Albert Chandler has it all figured out this month. Fishing to relax. Fishing for fun. And fishing for supper. All rolled up in one.

On Lake D’Arbonne at Farmerville, where Chandler lives, the mad rush for giant spawning crappie and chunky spring bass is slowing down, but if you want to catch fish, one thing hasn’t slowed down: catfish.

“I think the thing that is most fun about catfishing is that you don’t know how big the catfish might be or what kind you will catch,” said Chandler, who often sets up a comfortable chair on his boat dock, casts out to the deeper water, puts the rod (or rods) in a rod holder and waits for the fish to do the work.

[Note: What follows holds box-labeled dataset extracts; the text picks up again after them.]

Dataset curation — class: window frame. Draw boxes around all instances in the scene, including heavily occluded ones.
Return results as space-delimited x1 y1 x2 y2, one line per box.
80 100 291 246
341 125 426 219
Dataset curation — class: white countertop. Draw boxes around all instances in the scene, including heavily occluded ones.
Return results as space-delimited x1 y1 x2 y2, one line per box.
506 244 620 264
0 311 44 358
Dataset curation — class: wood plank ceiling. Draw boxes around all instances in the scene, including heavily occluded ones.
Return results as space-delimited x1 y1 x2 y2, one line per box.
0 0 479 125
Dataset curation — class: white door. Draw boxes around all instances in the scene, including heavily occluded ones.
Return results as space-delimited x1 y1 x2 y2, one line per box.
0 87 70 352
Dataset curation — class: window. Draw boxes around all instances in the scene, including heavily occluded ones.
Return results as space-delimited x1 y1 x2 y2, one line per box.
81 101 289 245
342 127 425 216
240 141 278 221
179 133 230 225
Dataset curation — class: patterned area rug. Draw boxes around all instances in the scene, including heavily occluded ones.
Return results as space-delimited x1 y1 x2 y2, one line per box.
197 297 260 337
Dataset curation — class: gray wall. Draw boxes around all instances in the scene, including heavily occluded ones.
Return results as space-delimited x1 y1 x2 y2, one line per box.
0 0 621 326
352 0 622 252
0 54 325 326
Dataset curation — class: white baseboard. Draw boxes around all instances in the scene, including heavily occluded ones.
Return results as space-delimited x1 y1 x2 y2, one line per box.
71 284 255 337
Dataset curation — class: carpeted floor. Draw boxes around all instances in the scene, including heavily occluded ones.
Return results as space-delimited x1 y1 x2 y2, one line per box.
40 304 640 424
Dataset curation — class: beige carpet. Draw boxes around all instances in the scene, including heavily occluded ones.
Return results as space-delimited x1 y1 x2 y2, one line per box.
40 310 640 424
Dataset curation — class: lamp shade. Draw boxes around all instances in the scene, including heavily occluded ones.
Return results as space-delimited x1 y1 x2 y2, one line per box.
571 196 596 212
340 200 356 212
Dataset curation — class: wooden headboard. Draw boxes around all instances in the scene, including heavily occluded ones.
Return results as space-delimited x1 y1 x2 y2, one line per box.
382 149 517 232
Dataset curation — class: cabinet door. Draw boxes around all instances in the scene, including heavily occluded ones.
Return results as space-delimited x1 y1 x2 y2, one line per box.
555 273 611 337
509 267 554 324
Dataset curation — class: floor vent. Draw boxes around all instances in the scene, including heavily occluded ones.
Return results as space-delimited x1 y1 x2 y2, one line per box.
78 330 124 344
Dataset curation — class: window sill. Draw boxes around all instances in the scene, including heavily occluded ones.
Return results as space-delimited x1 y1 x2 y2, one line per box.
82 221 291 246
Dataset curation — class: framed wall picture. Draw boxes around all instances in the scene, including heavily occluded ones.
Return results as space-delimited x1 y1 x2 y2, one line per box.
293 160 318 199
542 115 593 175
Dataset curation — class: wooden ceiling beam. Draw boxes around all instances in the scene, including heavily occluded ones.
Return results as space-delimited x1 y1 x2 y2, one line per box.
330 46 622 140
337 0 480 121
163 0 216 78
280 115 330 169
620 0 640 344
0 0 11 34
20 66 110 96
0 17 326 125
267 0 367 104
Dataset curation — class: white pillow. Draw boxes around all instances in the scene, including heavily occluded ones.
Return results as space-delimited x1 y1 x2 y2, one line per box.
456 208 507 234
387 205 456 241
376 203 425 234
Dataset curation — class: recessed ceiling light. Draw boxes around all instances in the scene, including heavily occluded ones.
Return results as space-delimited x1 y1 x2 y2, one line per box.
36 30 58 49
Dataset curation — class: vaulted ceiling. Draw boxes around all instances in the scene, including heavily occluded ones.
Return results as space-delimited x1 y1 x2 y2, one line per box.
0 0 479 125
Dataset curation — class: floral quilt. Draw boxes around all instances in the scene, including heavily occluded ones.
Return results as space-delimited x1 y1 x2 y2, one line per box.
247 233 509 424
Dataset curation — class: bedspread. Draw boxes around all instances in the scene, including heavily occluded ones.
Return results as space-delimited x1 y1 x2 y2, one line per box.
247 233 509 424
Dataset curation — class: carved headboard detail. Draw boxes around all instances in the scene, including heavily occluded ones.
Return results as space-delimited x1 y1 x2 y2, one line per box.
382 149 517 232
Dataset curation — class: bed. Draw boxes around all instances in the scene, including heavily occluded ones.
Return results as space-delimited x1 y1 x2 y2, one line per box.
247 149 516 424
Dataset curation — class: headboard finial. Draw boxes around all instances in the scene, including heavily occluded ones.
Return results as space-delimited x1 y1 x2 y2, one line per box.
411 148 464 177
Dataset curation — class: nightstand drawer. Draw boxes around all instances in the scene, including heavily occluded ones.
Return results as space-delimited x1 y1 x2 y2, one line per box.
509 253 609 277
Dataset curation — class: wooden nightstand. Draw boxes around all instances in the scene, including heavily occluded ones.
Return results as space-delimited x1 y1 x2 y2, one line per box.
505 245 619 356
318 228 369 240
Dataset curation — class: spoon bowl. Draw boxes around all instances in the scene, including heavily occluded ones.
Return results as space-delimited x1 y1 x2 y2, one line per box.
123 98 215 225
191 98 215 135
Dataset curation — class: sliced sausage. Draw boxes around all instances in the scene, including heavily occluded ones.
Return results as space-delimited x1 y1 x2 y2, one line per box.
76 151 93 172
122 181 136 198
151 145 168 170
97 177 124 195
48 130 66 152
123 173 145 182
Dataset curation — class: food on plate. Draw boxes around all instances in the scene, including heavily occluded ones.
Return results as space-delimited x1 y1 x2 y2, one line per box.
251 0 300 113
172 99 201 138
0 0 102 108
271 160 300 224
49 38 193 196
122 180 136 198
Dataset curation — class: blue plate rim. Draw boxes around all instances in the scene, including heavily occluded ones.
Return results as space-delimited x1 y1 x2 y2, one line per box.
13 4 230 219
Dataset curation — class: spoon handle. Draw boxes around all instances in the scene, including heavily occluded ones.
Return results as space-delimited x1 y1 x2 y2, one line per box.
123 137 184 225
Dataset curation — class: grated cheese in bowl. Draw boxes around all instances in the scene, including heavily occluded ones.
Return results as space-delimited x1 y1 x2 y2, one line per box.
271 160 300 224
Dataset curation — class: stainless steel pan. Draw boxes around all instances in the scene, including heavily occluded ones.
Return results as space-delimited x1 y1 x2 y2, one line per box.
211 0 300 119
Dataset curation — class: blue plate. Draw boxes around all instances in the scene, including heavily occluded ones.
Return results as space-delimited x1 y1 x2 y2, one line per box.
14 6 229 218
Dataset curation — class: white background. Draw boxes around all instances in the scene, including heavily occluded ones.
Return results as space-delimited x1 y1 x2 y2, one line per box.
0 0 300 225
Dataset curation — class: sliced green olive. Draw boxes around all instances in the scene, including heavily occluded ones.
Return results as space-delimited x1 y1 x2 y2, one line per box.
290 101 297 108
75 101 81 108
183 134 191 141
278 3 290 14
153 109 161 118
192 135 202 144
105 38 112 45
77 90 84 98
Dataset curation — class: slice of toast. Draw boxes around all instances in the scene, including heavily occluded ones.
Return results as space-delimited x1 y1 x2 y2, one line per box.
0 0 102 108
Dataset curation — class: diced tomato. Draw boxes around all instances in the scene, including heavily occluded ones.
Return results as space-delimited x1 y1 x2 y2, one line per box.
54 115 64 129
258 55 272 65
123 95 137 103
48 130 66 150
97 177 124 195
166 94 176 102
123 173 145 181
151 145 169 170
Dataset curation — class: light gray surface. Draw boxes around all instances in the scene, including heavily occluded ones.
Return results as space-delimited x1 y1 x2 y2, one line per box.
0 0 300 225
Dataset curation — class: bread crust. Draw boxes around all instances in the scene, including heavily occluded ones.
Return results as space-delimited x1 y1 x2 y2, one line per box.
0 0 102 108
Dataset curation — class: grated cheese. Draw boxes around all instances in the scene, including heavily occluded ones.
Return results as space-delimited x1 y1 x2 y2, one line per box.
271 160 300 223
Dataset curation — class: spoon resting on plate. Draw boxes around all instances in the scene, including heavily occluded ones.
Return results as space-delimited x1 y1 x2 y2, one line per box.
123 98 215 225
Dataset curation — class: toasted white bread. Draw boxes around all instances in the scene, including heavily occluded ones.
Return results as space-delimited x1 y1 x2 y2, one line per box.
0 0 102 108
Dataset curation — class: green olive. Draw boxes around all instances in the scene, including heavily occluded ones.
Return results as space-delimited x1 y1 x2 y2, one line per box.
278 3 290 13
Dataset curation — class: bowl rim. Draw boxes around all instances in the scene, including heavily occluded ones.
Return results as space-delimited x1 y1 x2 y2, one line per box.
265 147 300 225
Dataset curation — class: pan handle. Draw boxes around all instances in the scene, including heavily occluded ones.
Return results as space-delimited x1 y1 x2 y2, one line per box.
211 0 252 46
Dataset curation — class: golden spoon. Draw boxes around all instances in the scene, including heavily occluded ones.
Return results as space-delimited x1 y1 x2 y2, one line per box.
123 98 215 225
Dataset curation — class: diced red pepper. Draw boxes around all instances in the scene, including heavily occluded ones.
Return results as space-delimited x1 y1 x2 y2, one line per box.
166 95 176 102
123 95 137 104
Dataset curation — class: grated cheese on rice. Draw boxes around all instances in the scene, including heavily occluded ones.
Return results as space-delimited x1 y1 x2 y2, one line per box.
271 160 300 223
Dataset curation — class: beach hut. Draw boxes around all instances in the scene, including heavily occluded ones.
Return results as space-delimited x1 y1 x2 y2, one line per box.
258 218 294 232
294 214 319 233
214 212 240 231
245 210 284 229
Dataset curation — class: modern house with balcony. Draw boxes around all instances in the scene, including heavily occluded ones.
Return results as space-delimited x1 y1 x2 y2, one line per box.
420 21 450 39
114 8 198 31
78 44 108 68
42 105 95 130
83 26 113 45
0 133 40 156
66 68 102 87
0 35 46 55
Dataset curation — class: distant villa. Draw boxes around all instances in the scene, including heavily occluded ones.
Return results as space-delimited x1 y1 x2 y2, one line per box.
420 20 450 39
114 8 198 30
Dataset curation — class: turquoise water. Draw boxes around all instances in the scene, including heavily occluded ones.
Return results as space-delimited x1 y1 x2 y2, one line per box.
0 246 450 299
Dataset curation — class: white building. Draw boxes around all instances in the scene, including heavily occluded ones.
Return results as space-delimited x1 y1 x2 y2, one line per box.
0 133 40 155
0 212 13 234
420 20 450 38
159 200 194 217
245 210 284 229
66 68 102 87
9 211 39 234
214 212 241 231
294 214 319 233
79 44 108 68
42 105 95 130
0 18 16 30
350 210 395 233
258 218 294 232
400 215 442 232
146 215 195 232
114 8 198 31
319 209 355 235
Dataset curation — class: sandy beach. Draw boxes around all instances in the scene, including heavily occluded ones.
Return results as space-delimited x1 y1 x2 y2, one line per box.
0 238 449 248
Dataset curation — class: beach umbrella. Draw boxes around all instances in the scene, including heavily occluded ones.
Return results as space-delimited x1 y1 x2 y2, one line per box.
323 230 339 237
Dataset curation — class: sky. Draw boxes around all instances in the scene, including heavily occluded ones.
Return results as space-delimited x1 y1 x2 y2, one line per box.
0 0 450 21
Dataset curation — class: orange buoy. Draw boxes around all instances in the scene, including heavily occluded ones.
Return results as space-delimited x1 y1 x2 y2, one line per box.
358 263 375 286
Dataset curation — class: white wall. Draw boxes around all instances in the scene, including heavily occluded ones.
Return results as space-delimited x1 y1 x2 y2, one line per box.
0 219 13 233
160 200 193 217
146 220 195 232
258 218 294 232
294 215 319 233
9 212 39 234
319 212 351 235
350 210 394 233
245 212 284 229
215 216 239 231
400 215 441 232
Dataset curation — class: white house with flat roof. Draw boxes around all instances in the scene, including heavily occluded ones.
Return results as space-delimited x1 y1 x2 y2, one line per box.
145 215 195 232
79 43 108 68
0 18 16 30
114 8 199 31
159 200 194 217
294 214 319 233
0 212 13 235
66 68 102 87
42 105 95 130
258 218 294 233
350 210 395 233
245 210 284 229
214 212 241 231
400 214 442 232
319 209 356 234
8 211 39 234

“There are a lot of ways to catch catfish, but for the sport of it I’ll take a stout rod and reel, cast the bait out on the bottom and just wait. Usually it doesn’t take long,” said the former resident of nearby Douglas. Sometimes he fishes with a cork when the fish are shallower, but most of the time he just uses a tightline.

When catfish are hungry they will hit just about anything, from corn niblets to hot dog bites to more conventional live baits like shiners and Canadian crawler worms. There are even blood baits on the market that can be balled up and put on a hook for catfish.

But Chandler has a secret he doesn’t mind sharing.

“I use a 5- or 6-foot bait casting net and catch fresh shad for bait,” he said. “Sometimes I can catch them right off the dock and other times I have to go elsewhere. Catfish just seem to really like the shad. It is my favorite bait.”

Chandler prefers a 2- to 3-inch shad, hooked solidly just behind the dorsal fin, which allows it to swim around and attract the hungry catfish. When a fish hits the bait, the rod tip will usually show a couple of taps before the fish really takes the bait. When the line finally gets tight, that is when you set the hook. If Chandler catches bigger shad in his casting net, he’ll cut them up into smaller pieces and put the hook in the toughest place of the shad he can find. The last step of the fishing trip after catching a mess is pretty simple. It’s time to batter them up with cornmeal and have a great tasting fish supper.

The best thing about the D’Arbonne catfish this time of year? You can catch them almost anywhere on the lake, especially out from the banks during the day and up closer to the shore early and late. It is chocked full of the whiskered creatures.